I recently had an interesting conversation with a business owner who was seeking my advisory services to develop a customized compliance training for a small group of his restaurant operators. His purpose in offering the training, which was as a value add for his operators, was solely to keep the “target” (federal, state and local employment and safety laws and regulations) off their backs. It was clear he saw the employees as a potential threat instead of a valuable asset.

This business owner is not alone. Most of the owners, CEOs and entrepreneurs I work with start with the same perception and question: What is the bare minimum I need to do to keep the “target” off my back?

If business leaders continue to perpetuate this mindset of protection of themselves rather than protection of the group, our compliance training programs will continue to return little to no positive results. Recent research on the actual impact of anti-sexual harassment training programs found, not surprisingly, that traditional compliance-based anti-harassment programs resulted in no positive impact or behavior change.
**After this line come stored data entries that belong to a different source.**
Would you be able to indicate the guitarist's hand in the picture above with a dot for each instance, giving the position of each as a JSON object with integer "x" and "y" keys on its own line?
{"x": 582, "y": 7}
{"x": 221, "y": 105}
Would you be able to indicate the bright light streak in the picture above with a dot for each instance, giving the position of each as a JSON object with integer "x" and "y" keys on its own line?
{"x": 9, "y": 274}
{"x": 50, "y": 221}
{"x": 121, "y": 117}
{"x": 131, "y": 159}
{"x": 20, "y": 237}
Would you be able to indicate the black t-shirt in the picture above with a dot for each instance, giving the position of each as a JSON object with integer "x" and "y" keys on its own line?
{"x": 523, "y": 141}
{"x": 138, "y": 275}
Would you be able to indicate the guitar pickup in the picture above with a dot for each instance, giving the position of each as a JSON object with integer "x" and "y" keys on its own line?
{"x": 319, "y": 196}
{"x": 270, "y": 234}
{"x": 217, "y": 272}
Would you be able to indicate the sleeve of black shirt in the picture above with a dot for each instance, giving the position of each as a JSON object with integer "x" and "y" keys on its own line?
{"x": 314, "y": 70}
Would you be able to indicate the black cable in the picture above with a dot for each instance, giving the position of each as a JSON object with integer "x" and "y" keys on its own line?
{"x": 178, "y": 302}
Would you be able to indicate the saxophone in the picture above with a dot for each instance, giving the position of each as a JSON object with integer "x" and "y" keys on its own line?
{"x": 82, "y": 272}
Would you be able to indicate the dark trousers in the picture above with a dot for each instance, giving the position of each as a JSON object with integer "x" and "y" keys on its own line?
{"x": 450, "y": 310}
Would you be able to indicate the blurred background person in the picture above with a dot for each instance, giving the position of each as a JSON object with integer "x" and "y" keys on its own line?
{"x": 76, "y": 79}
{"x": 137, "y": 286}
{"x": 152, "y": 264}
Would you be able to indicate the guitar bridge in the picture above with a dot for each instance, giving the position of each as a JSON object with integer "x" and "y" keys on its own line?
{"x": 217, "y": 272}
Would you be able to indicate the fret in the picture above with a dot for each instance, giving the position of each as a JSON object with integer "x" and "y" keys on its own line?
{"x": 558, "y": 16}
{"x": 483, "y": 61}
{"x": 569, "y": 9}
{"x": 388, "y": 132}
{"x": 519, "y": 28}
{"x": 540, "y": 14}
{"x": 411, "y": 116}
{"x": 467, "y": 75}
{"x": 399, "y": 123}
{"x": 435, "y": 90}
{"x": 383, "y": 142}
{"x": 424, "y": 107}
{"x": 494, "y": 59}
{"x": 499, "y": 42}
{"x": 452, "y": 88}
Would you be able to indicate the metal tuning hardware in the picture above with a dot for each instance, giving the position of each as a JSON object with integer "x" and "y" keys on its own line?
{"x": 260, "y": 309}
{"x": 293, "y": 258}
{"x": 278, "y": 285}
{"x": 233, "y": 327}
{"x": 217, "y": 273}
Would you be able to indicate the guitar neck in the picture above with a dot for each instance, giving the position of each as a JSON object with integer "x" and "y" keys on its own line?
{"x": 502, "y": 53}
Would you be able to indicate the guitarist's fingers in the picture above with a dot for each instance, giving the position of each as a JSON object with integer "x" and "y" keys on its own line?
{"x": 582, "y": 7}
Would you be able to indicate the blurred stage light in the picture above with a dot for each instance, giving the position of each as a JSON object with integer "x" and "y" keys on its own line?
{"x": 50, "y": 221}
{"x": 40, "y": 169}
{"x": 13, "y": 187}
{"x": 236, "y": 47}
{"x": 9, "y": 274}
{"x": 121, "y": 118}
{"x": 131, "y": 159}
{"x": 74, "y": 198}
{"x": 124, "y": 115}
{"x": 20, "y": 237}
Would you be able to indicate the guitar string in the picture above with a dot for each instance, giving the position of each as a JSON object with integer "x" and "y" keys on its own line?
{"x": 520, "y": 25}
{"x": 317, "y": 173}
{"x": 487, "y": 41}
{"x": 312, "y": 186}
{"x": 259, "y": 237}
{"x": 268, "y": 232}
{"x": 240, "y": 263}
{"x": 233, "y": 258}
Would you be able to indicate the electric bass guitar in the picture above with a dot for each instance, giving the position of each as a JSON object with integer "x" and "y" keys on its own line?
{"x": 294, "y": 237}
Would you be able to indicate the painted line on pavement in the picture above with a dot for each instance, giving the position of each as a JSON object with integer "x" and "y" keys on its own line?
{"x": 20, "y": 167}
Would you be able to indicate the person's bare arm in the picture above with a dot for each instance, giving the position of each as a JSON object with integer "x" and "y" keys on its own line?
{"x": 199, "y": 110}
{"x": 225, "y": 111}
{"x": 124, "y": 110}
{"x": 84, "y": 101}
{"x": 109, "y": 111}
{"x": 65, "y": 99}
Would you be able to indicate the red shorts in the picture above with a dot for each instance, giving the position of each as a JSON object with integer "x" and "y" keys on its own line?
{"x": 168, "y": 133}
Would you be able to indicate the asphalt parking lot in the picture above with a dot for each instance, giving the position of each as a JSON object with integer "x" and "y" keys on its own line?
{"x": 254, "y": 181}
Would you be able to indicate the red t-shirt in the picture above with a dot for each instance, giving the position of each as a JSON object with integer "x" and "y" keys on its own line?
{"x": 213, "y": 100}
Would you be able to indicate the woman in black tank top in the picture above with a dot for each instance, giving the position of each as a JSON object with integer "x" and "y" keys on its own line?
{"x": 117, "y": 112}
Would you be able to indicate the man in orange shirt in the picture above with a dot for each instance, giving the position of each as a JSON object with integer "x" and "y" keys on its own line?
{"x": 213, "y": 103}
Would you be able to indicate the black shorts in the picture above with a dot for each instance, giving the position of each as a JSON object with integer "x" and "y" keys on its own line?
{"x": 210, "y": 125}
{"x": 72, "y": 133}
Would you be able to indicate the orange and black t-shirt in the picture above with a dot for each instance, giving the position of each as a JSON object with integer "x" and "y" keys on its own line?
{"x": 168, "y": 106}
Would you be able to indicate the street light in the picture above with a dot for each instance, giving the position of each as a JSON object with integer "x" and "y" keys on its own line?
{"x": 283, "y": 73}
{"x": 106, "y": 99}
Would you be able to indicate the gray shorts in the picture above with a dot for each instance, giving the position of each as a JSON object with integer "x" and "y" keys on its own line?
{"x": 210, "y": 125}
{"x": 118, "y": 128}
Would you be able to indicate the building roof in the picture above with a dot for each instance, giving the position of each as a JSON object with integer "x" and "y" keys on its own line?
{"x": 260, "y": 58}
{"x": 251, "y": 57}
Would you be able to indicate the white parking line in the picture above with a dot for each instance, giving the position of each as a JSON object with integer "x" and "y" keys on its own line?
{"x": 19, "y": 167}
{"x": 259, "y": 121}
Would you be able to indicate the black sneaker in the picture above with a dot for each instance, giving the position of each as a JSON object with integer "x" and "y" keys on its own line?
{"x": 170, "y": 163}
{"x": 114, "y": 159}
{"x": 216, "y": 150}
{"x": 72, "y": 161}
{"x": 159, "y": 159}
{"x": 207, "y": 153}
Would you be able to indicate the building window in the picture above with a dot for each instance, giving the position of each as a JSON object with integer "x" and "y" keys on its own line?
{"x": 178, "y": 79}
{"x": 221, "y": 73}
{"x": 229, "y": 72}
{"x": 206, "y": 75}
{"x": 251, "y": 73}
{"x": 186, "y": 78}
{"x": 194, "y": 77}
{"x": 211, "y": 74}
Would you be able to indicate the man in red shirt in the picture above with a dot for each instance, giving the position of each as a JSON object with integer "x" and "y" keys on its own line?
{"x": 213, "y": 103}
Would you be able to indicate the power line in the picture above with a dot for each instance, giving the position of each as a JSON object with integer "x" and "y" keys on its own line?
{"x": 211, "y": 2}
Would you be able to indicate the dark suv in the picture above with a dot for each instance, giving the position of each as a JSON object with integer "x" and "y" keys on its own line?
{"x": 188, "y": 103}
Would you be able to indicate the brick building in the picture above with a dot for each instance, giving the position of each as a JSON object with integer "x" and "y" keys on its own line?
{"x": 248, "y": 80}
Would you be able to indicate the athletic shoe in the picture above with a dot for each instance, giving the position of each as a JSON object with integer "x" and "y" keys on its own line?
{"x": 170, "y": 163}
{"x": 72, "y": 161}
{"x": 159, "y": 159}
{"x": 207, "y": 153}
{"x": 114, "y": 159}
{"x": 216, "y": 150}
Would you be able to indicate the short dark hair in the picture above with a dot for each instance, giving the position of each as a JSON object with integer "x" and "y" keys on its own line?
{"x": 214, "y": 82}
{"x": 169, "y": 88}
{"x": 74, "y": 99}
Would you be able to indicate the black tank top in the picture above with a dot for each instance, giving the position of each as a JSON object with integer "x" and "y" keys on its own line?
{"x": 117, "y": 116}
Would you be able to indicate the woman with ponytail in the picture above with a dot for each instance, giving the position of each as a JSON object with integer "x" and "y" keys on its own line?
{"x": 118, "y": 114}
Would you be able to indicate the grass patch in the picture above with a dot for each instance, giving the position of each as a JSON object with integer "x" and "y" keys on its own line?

A deep, wide and perpetual gap exists between intent and impact.

Reversing the psychology behind our purpose for compliance training is essential if we want to close the gap between intent and impact. Doing so means that first, we must change our intent, which will alter our approach and drive results.

Try using this approach next time you design a compliance training program: Offer compliance training because your employees are valuable assets and, more simply, because they are humans. By altering your intent from managing a threat to valuing the human, everything changes. When you value an individual by caring for him or her, your perspective shifts from, “How do I tell them what not to do” to, “How do I get my team (or company of employees) to look out for (and protect) one another?”

This approach works partly because it enlists people in the solution — but I believe there is a more intrinsic and meaningful reason it is effective. When we approach and conduct compliance training with commonality of purpose and respect for people and their strengths and uniqueness, we naturally feel compassion, empathy and equality for the group. Hence, we start to care for our colleagues on a new level.

When we go to work, our needs and behaviors do not change from when we are at home. We remain human, and we need to be treated as such.

Reverse the psychology in your approach to compliance training, and promote a mindset shift. Encourage your executive leadership teams and business owners to view their employees as valuable assets, not as threats. Your training programs, and their outcomes, will be exponentially more effective.